What’s your most memorable moment in the forest?
One of my most memorable moments in the forest inspired a scene in The Monarchs of Winghaven. The first time I ventured alone into a deep pine woodland as a young teen, I spotted my first pileated woodpecker. The woods were dim and spooky, and I wasn’t supposed to be in a place of such solitude on my own. But when a pileated woodpecker landed on a dead snag and split the air with its call, the fear and sense of trespass were worth it.
What’s your spirit animal?
I love seagulls. They’re tough, they’re survivors. They’re not always everybody’s favorite. They’ll take what they can get. But when they’re in the air, they transform. They exude such beauty, strength, and purity. I like to think we all have that clarity within us when we’re in the right place.
Are you reading anything great right now?
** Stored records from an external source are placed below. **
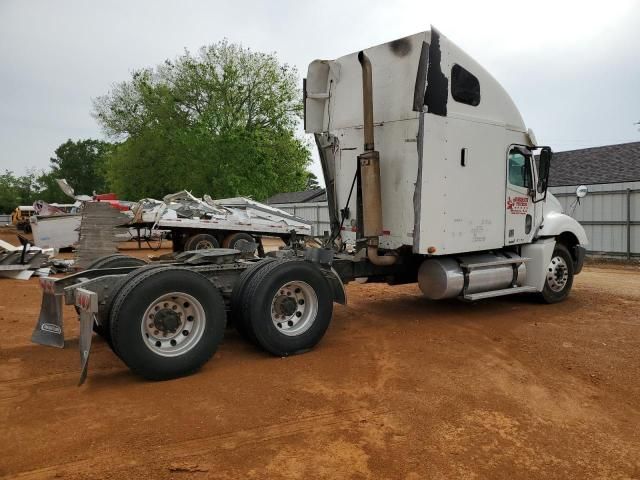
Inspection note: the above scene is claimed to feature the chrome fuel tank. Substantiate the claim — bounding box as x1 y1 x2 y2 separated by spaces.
418 252 527 300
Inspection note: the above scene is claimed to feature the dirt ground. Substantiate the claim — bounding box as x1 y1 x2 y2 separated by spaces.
0 231 640 480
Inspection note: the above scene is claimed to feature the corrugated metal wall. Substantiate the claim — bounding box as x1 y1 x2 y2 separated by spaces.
272 182 640 256
549 182 640 256
269 202 331 237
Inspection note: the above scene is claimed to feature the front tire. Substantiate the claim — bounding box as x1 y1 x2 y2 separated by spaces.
82 253 147 342
243 260 333 357
540 243 574 303
109 268 226 380
184 233 220 251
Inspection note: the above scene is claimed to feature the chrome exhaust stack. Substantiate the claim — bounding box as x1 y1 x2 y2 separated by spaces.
358 51 397 266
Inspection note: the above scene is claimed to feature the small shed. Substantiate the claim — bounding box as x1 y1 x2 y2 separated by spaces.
549 142 640 259
265 188 331 236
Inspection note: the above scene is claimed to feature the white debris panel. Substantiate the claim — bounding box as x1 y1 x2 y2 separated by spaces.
131 190 311 235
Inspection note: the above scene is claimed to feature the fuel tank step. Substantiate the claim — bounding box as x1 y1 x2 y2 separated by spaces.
462 286 538 302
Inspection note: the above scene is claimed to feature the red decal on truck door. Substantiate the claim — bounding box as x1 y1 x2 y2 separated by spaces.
507 197 529 215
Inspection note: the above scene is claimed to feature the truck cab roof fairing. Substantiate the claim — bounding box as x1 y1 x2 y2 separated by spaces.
305 28 526 133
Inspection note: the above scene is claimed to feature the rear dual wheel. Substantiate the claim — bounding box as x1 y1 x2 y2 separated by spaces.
184 233 220 251
232 260 333 357
109 267 226 380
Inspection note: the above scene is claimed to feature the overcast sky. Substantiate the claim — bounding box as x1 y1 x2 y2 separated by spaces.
0 0 640 184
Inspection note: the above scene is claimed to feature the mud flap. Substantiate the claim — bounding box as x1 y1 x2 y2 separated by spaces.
31 277 64 348
75 288 98 386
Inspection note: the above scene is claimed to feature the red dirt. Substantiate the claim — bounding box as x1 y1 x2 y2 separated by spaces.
0 229 640 479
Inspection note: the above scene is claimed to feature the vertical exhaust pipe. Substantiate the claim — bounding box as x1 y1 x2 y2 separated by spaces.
358 52 397 266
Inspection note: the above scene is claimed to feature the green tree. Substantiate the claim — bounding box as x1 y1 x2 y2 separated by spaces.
0 170 41 213
39 139 113 202
94 40 310 199
305 172 322 190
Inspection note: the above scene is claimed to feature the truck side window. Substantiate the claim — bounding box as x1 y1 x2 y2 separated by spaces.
509 149 533 188
451 64 480 107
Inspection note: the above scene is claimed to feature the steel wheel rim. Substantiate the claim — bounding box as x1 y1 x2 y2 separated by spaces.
547 256 569 292
271 280 318 337
140 292 206 357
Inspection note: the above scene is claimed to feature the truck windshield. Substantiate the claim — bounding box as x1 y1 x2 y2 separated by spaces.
509 148 533 188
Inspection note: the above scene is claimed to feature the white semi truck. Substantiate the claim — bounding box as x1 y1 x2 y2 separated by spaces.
32 28 587 380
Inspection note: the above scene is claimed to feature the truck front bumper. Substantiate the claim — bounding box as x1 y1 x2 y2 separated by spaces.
573 245 587 275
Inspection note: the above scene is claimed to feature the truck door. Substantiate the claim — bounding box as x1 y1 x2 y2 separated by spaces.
504 145 536 245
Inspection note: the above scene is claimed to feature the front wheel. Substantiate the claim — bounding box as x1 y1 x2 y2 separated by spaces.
109 268 226 380
540 243 574 303
184 233 220 251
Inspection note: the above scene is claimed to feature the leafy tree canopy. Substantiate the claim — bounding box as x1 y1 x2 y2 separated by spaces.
39 139 113 202
94 40 310 199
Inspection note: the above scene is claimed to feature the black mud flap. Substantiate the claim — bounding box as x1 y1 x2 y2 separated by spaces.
75 288 98 386
75 288 98 386
31 277 64 348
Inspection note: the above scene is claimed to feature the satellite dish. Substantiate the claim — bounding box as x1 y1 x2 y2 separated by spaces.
576 185 589 198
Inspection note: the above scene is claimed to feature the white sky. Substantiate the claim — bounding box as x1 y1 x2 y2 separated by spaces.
0 0 640 186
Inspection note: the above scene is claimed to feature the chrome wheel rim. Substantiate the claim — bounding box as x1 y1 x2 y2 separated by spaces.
194 240 215 250
271 280 318 337
547 256 569 292
140 292 206 357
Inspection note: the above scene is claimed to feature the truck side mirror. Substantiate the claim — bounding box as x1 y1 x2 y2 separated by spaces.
537 147 551 196
576 185 589 198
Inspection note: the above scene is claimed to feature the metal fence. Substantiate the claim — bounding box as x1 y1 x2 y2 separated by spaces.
549 182 640 260
272 182 640 259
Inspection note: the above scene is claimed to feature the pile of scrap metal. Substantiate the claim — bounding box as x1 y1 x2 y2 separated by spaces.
75 202 129 270
131 190 312 250
0 235 73 280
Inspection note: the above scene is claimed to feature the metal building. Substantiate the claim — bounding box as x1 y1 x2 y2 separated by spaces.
549 142 640 259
I’ve been enjoying Ruth Ozeki’s All Over Creation. It flings together such a memorable cast of characters: a woman who fled her conservative upbringing as a teen to pursue love and freedom; her aging parents, farmers who are far more innovative than she gave them credit for; and a ragtag group of anti-GMO hippie activists who get tangled up in their lives. The book explores the complexities of new technologies, capitalism, environmentalism, agriculture, and the real human beings at the butt end of conflicting ideologies. It’s a smart, often funny, and poignant read.